Rodriguez claims that a President who does not finish his term, like Erap, can run again. “The keyword here is ‘reelection’, which is to bar an incumbent official,” he points to Sec. 4. “The idea is to keep a sitting official from using the resources of his office to seek another term.”

Well, if that is so — to stop a sitting President from using vast powers and resources to win — then why is Erap pushing his shady scenario? Why go against what he knows to be the intent of the Constitution after all? Has he not learned enough from recent history? Is he content that there is yet no closure to that P780-million fertilizer scam during the 2004 election because Arroyo had thwarted congressional inquiries?

Perhaps it’s asking too much of Erap to take stock of what ruins the country. Not only did his patronage politics mar the government, he also benefited from the same brand of politics of his successor. As the anti-graft court concluded in convicting him for plunder in September, Erap raided the coffers of the SSS and GSIS employee pension funds and took payolas from vice lords. He was never punished. Luxuriating in a hospital suite or his private rest house while on trial, he never spent a day in jail for the no-bail heinous crime.

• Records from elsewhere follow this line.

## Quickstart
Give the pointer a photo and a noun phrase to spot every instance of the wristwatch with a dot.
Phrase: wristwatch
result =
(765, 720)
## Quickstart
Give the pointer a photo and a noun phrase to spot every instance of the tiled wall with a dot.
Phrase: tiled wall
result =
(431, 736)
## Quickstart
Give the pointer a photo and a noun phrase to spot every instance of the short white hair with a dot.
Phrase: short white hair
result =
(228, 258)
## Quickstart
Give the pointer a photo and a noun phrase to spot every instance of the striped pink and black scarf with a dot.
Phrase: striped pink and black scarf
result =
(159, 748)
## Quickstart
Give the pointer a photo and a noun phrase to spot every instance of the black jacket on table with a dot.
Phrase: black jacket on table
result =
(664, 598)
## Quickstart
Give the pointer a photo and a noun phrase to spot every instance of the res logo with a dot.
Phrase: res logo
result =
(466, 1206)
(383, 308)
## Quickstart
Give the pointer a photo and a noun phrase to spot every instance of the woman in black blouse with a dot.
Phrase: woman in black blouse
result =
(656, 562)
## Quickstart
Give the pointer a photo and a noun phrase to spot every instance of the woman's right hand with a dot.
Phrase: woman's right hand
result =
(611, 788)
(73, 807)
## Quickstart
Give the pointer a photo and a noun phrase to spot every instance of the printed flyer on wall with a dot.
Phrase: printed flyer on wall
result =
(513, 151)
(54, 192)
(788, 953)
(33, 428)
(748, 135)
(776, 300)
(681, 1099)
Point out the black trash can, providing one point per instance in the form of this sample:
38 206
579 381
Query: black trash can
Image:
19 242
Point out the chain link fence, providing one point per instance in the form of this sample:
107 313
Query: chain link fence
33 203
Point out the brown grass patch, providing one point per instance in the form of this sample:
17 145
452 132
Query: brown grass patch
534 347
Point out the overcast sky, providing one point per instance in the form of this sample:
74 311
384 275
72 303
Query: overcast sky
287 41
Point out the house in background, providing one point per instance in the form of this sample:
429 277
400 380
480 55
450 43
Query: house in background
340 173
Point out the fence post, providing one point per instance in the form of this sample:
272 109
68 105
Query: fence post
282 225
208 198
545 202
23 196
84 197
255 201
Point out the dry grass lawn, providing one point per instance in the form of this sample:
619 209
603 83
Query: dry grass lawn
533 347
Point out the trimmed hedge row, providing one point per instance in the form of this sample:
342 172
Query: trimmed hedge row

When convicted, he never went to prison, because pardoned within three weeks by Arroyo who was aiming to placate his supporters. Pampering does not make a person rethink his evil ways, but eggs him onto viler pursuits.

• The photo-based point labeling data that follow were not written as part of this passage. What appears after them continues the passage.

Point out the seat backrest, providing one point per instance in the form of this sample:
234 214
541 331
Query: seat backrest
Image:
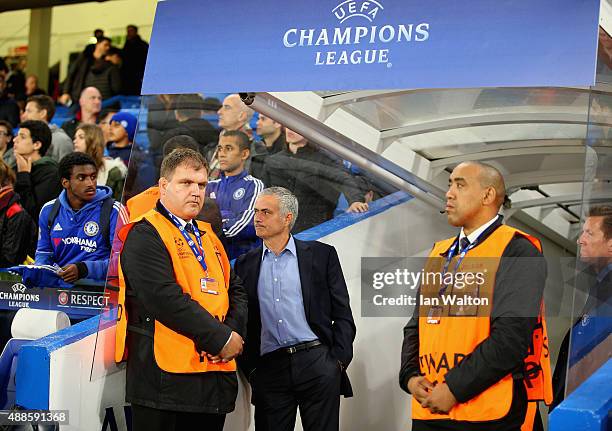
32 324
8 367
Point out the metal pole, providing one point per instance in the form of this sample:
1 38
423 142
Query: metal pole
324 136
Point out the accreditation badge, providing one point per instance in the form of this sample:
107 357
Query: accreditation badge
209 285
434 315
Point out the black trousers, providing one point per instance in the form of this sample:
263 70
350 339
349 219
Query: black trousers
308 380
150 419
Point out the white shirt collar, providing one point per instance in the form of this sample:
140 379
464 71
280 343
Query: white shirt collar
474 235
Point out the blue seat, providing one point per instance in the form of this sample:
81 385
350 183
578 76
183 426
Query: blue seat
8 368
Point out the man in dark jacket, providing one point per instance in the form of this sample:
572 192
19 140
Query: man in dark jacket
188 111
595 243
75 82
9 110
37 175
105 76
273 136
158 299
314 178
476 193
134 59
17 229
300 325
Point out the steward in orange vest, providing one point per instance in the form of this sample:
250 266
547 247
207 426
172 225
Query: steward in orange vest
476 365
181 310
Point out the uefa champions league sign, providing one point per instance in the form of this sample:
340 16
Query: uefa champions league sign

To this day Erap has yet to fulfill the court order to return P3.2 billion proven to have been stashed for a time in an alias bank account. Yet he is already planning a rerun, as if so sure that the court will never be able to enforce its verdict. He would need billions of pesos for a presidential run. Is that why he continues to keep the loot?

The release granted Erap by Arroyo bars him from running again, MalacaƱang says. And yet he insists it is an absolute pardon, therefore all his civil rights were restored, which is why he was able to vote in the last barangay election. He is correct in saying that if he can vote, then he can also be voted upon, but what if someone proves he broke the pardon condition by voting in Oct. in the first place? The release could be revoked; he might be committed to prison, barring him from teaching voters to look for loopholes in the law.

Then again, will the admin do that, when it is itself busy looking for loopholes to push various shady deals?